How does temperature affect rates and affinities?
In the early 1900s, when Harlow Shapley was not measuring the size of our galaxy using the telescope on Mount Wilson, he spent his time measuring how fast ants moved and how their speed depends upon the temperature. His observations are shown in Figure 1 which demonstrates a rapid increase of speed with temperature with about a 2 fold increase as the temperature rises from 15oC to 25oC with another doubling in speed as the temperature rises another 10 degrees from 25oC to 35oC. This relates to an interesting rule of thumb used by enzymologists that states that the catalytic rates of enzymes double when subjected to a 10oC increase in temperature. Though there are many exceptions to this “rule”, what is the basis for such an assertion in the first place? A simplified mental picture of enzyme catalysis argues that there is a free-energy barrier that the substrates have to overcome before they can be transformed to products. For a barrier of “height” Ea where Ea is the Arrhenius energy of activation, the rate scales according to the empirical Arrhenius relationship in which the rate is proportional to exp(-Ea/kBT). The theoretical underpinnings of this result come from an appeal to the Boltzmann distribution. If Ea is very large, the barrier is high and the exponential dependence results in a very slow rate. Many reactions have values of Ea of ≈50 kJ/mol ≈20 kBT (e.g. BNID 107803). In the back of the envelope calculation shown in Figure 2 we show how this suggests that a 10oC (Celsius or Kelvin) change around room temperature results in ≈2 fold change in rate.
This rate factor which can be independently measured for different reactions is quantified in the literature by a quantity termed Q10 which reveals the factor by which the rate changes for a 10oC change in temperature. Should an increase in temperature increase or decrease the rate at which some reaction occurs? The Boltzmann distribution states that the number of molecules that have energy that suffices to overcome the barrier scales as the exponent of the ratio -Ea/kBT. At higher temperatures the ratio is closer to zero and thus more molecules have the required activation energy which makes the barrier easier to overcome, resulting in an increase in the reaction rate.
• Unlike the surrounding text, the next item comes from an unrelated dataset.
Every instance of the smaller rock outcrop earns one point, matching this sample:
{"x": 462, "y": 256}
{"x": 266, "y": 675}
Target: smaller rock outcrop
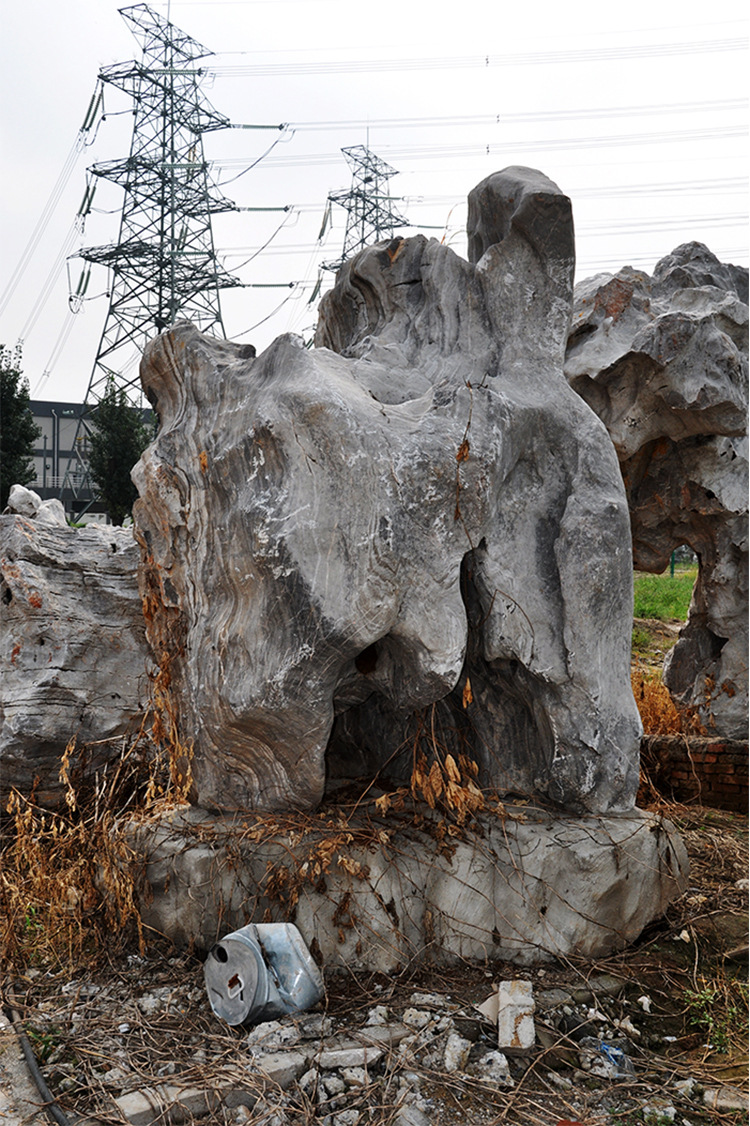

Interestingly, the growth of a whole bacterium also tends to scale with temperature according to a similar functional form (BNID 100919), i.e. log of the growth rate scaling linearly with the inverse temperature below and near the physiological temperature. As an example, growth of E. coli increases by ≈2.5 fold when moving from 17oC to 27oC and then again from 27oC to 37oC. This is often depicted by plotting the growth rate versus 1/T as shown in Figure 3. In this range one can infer an effective value for Ea of ≈60 kJ/mol ≈25 kBT. This is termed an effective value as there is no single barrier that the bacterium has to overcome in order to grow and divide but instead the set of all barriers and processes coalesces into this one effective value.
Though the Arrhenius equation is a staple ingredient of undergraduate education in many disciplines and seems like the obvious choice for characterizing the temperature dependence of biochemical rates, it wasn’t always deemed so simple. A menagerie of functional relationships between rate and temperature were suggested over the years and are summarized in Table 1. As the range of temperatures over which experimental measurements were made only covered a small temperature regime compared to room temperature, most of these different expressions gave similarly good fits. The famed chemist Ostwald stated that temperature dependence “is one of the darkest chapters in chemical mechanics”. Many lessons on the balance of models and experiments can be gleaned from following its history as depicted in a careful review (K. J. Laidler, J. Chem. Edu., 61:494, 1984).